Dr. Thao Le is currently a postdoctoral research at the University of New South Wales (UNSW), Sydney. She has expertise in water treatment, catalyst synthesis, and environmental fate of contaminants. She has intensive experience to work in the laboratory for investigating the air-water interfacial adsorption of per- and polyfluoroalkyl substances (PFAS) and developing the models to predict the environmental fate of PFAS. She also has experiences in a range of water treatment technologies (e.g., conventional and heterogeneous (nZVI) Fenton’s oxidation, photocatalysis, and porous materials/activated carbon adsorption) for organic contaminants removal (e.g., 1,2-dichloroethane and textile dyes). After her PhD award in mid2021, she has continued to work closely with Prof. Denis O’Carroll at UNSW as a postdoc and she has conducted experiments to investigate the removal of PFAS using different technlogies including (electro-) chemical reduction and ion exchange.

Prediction of the air-water interfacial adsorption of per- and polyfluoroalkyl substances (PFAS)

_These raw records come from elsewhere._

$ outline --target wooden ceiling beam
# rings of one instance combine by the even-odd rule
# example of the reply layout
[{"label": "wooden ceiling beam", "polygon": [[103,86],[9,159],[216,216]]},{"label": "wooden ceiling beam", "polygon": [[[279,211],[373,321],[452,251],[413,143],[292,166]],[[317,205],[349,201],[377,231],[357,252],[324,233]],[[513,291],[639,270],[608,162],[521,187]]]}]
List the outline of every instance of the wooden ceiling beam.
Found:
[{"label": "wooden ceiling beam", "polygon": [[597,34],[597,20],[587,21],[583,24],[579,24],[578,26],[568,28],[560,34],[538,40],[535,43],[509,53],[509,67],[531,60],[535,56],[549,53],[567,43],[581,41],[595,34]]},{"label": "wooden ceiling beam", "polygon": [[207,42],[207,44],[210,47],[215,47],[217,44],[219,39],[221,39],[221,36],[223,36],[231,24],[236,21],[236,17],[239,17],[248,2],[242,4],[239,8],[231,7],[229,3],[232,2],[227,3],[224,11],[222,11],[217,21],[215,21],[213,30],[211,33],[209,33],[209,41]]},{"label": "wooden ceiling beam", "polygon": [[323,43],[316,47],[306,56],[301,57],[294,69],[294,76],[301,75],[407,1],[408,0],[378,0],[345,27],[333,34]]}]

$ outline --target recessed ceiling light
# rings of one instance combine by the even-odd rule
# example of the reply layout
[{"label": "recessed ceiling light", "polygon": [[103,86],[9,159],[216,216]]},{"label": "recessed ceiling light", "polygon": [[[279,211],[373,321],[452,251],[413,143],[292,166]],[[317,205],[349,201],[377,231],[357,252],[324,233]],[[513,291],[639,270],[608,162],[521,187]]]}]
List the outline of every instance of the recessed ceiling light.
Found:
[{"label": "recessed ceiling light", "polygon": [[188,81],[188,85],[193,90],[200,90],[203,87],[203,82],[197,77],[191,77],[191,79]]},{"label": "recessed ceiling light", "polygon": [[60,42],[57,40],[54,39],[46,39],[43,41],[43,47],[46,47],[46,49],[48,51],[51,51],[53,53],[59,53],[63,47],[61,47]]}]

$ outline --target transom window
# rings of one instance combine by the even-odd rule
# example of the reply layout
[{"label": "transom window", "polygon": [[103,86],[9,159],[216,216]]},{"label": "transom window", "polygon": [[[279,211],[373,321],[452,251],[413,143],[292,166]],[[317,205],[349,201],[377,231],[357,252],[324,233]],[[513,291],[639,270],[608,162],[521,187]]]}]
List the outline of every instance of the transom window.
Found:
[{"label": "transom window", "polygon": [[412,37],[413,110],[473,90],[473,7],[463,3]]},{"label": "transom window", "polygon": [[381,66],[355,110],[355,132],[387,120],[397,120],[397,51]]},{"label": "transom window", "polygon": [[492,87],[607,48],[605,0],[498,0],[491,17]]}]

Per- and polyfluoroalkyl substances (PFAS) are a class of emerging contaminants that are widespread in the environment with broad human health impacts. As such, understanding the mechanisms that control the fate and transport of PFAS compounds is of particular interest. Air-water interfacial adsorption is an important environmental process that contributes to PFAS fate and transport. It is well known that interfacial behaviour of PFAS is strongly impacted by the molecular chemical structures (i.e., carbon chains and functional groups) and environmental conditions (e.g., salinity). However, the diversity of PFAS chemical structure challenges the experimentation to understand PFAS interfacial behaviour. Therefore, the aim of this thesis is to develop quantitatively predictive models to predict the interfacial behaviour for a wide range of environmentally relevant PFAS with differing composition and concentration of inorganic salts. In the first part of this thesis, a group contribution model was developed to predict the interfacial affinity for a wide range of PFAS compounds based on the chemical structure. In the next part of this thesis, a new mass-action law UNSW-OU model was developed to predict the air-water interfacial affinity of PFAS at different salt concentrations from 0 to 0.5 M. The model also applied in the presence of multiple monovalent and divalent salt components. As salts are ubiquitous, and vary from site to site, a small change in salt concentration or composition would have a substantial impact on PFAS interfacial behaviour. Therefore, the ability to calculate interfacial affinity in different salt conditions is important to achieve accurate predictions for PFAS transport in the vadose zone.